Narrowing the Possibilities
The first step in determining whether bleeding is abnormal or dysfunctional is a physical exam, including a careful history. Expect your doctor to do a thorough pelvic exam and Pap smear, and to ask questions about your menstrual pattern through your reproductive years, your sexual activity, and the history of your current symptoms. It’s important for your responses to be as specific as possible. This helps to zero in on the underlying cause of the bleeding. Depending on the initial findings, your doctor might want further tests. These might include blood tests, an ultrasound, or a hysteroscopy.
A hysteroscopy is a procedure during which the doctor passes a lighted magnifying scope through the vagina and cervix into the uterus to look for abnormalities. Hysteroscopy can often be done in the doctor’s office.

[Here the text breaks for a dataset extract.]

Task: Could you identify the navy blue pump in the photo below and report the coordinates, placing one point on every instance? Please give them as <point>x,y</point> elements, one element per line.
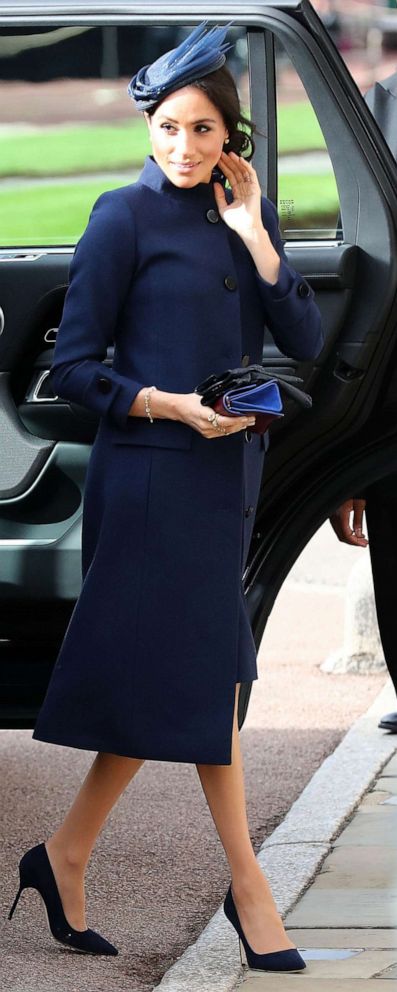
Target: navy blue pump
<point>278,961</point>
<point>35,872</point>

Choosing Appropriate Treatments
Of course, treatment depends on the diagnosis. Although cancer is relatively uncommon compared to the range of diagnostic findings, it generally requires immediate treatment to remove the cancerous tissue. This might include laser surgery or cryosurgery to superheat or superfreeze the cancerous cells, or hysterectomy. More advanced cancers require a more aggressive approach that includes some combination of surgery, radiation therapy, and chemotherapy.
The majority of unusual bleeding is dysfunctional uterine bleeding (dysfunctional uterine bleeding). Your body is experiencing a kind of withdrawal from estrogen and progesterone as your levels of these hormones drop. Medical interventions such as hormone replacement therapy or birth control pills often help, although these are not necessary if your doctor has eliminated any underlying problems and you’re willing to put up with the bleeding for what is usually no longer than a year or two. For most women who experience it, dysfunctional uterine bleeding goes away at the completion of menopause.

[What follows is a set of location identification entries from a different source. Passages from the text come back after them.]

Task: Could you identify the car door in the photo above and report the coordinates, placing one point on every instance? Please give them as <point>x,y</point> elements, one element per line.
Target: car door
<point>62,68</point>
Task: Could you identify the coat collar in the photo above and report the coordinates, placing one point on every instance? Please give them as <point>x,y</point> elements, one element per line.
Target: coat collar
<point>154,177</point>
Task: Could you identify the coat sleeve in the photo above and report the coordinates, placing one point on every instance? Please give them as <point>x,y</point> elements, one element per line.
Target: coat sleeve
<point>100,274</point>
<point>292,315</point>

Iron deficiency anemia is a health condition in which the blood’s red cells are low in hemoglobin, reducing their ability to carry oxygen.

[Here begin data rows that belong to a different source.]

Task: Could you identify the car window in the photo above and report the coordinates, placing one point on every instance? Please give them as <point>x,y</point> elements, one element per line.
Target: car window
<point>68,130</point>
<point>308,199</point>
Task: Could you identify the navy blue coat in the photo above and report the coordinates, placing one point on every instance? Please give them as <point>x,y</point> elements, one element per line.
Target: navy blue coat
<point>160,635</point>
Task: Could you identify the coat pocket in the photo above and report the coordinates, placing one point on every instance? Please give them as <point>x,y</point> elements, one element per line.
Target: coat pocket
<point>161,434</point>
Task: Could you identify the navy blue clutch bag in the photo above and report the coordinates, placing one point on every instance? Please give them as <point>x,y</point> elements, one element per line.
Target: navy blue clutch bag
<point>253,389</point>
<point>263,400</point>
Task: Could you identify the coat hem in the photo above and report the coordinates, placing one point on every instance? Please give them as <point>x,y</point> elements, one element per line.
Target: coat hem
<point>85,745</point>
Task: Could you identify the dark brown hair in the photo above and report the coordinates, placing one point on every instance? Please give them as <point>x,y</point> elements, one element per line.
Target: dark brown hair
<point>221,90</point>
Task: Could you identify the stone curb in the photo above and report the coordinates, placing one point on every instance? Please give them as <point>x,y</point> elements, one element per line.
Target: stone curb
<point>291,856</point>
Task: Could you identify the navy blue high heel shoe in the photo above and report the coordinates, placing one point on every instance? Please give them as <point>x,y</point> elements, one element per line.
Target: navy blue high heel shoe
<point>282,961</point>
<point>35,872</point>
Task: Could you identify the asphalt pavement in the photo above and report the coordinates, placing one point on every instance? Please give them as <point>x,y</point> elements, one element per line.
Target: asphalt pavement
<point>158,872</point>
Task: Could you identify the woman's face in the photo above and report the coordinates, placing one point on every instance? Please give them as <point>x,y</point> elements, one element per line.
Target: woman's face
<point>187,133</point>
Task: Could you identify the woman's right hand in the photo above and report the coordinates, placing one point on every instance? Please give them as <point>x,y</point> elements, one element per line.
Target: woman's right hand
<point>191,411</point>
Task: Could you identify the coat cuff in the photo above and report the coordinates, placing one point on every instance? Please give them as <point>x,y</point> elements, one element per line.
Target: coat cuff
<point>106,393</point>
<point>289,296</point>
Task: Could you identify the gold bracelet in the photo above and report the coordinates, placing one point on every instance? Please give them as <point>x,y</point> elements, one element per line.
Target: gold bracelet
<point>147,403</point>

Living with Dysfunctional Uterine Bleeding
As a manifestation of menopause, dysfunctional uterine bleeding can certainly be frustratingly inconvenient. Although the bleeding is typically light, its irregularity makes it difficult for you to be prepared. Many women find some relief through herbal and natural menopause remedies that boost estrogen levels, such as dong quai and black cohosh. Regular exercise and a nutritional diet also help your body regain its rhythm. Some women worry about iron deficiency anemia resulting from the bleeding. This is something that your doctor will monitor through blood tests, but anemia isn’t as common during menopause as during the years of menstruation because blood loss is much less. Be sure to have your doctor check your blood hemoglobin level before you take an iron supplement. Too much iron is a serious health problem, and it doesn’t take much to get to that point.